A second important distinction involves population density and nest structure within which societies function, considered key to determining b and c (Korb & Heinze 2004; Hunt 2007). The hymenopteran eusocial insects build nests from which they venture out to find resources, whereas the other taxa live on or inside their food: aphids and thrips live within the galls produced by their host plants, while termites excavate galleries in wood; snapping shrimps live within their sponge hosts; and naked mole rats live in subterranean tunnels, foraging on roots that grow through the roof. Remaining within a fortress that provides food produces a premium on resource defence and hygiene, whereas the open system of species that forage externally requires enhanced communication and defence strategies for individuals. Again, the import of these fundamental differences for the b and c variables in Hamilton's rule is obvious.
The task ahead, then, is to fully incorporate the costs and benefits of evolutionary options into our analysis of the multiple origins of eusociality. While research driven by variable values of r will continue to produce important insights, a comprehensive solution to Darwin's ‘one special difficulty’ awaits integration of those values with the overridingly important costs to altruists and benefits to recipients.

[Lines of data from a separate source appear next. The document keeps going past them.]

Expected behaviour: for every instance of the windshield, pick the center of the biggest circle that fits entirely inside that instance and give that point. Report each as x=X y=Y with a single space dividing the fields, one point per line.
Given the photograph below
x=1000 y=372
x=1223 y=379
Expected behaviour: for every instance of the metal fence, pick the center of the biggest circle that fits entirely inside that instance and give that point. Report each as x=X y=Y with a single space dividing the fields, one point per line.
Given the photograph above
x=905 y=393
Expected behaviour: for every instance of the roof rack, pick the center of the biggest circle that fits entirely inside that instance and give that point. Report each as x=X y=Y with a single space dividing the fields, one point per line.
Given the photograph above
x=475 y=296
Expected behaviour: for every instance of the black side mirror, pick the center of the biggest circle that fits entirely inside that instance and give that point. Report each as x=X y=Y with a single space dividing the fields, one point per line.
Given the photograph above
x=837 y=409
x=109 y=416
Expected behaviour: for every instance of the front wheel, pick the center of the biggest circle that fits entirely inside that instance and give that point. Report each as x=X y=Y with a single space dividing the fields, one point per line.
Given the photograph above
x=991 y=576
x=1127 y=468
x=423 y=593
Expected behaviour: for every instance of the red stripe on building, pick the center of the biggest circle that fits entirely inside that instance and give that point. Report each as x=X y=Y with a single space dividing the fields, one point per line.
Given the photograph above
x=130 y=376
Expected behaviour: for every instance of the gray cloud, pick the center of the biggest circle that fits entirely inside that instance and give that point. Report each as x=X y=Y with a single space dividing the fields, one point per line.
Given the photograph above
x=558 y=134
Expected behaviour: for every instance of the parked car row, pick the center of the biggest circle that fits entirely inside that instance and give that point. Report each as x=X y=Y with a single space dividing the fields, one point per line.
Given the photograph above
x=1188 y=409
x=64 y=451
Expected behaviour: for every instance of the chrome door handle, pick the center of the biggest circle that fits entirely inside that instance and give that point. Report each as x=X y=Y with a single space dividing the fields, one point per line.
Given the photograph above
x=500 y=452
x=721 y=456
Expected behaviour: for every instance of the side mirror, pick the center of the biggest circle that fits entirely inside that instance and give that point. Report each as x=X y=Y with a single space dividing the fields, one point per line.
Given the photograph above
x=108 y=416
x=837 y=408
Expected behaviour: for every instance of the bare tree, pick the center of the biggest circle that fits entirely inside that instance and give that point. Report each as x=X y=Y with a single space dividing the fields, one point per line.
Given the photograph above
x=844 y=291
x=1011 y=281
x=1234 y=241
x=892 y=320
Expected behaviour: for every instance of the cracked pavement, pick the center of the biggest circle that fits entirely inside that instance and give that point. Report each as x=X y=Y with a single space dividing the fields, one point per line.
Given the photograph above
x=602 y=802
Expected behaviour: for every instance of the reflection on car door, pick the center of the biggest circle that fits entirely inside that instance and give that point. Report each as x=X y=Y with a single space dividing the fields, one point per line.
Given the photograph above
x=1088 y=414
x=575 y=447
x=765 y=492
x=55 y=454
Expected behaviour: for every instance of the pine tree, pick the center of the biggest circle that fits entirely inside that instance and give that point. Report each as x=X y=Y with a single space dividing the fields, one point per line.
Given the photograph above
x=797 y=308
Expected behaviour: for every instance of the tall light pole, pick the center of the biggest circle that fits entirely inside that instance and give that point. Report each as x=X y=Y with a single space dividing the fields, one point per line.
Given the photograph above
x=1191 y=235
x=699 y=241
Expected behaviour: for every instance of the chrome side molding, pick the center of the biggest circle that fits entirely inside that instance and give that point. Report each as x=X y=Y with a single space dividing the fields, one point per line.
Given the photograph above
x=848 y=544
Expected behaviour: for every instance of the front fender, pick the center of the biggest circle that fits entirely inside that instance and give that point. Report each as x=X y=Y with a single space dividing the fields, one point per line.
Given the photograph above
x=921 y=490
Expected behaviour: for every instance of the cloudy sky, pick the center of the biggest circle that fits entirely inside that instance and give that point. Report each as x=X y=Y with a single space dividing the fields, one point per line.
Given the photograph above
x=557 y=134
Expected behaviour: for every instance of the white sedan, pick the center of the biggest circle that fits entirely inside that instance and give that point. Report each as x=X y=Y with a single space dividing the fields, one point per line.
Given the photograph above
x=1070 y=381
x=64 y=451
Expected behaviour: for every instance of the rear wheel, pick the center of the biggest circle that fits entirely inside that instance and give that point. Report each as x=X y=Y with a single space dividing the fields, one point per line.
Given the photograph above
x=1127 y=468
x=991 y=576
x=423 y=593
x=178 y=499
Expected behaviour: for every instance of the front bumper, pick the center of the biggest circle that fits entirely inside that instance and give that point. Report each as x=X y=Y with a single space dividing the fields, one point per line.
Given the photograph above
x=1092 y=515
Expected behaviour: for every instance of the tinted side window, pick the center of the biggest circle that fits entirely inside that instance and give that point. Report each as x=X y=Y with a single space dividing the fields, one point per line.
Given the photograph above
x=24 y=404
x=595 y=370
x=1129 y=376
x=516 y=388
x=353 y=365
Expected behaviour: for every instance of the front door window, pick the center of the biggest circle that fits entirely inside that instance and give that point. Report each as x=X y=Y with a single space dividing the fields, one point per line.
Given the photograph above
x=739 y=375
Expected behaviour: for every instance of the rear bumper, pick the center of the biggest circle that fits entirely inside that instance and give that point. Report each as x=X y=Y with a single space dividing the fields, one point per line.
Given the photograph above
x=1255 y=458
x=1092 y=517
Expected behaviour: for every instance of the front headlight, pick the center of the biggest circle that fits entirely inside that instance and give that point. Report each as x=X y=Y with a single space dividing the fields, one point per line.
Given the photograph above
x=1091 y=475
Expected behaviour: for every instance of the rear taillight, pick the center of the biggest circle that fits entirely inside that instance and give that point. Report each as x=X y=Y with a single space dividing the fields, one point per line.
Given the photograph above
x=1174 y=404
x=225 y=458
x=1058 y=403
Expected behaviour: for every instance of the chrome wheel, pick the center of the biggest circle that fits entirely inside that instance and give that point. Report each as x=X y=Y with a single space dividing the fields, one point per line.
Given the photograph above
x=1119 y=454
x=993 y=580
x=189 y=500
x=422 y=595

Despite disagreements about the relative importance of coefficients of relatedness versus costs and benefits of sociality, there is abundant evidence that ‘selection on the family’ is an important mechanism of eusocial evolution. The re-emergence of the superorganism concept explicitly identifies family groups as the unit of selection (Korb & Heinze 2004). Thus, Darwin's conjecture in The origin of species appears to be fundamentally correct, and Hamilton's calculus enlightens the explicit mechanisms underlying Darwin's conjecture. A resolution of the debate over origins of eusociality can only be achieved upon full explication of all three components of Hamilton's rule.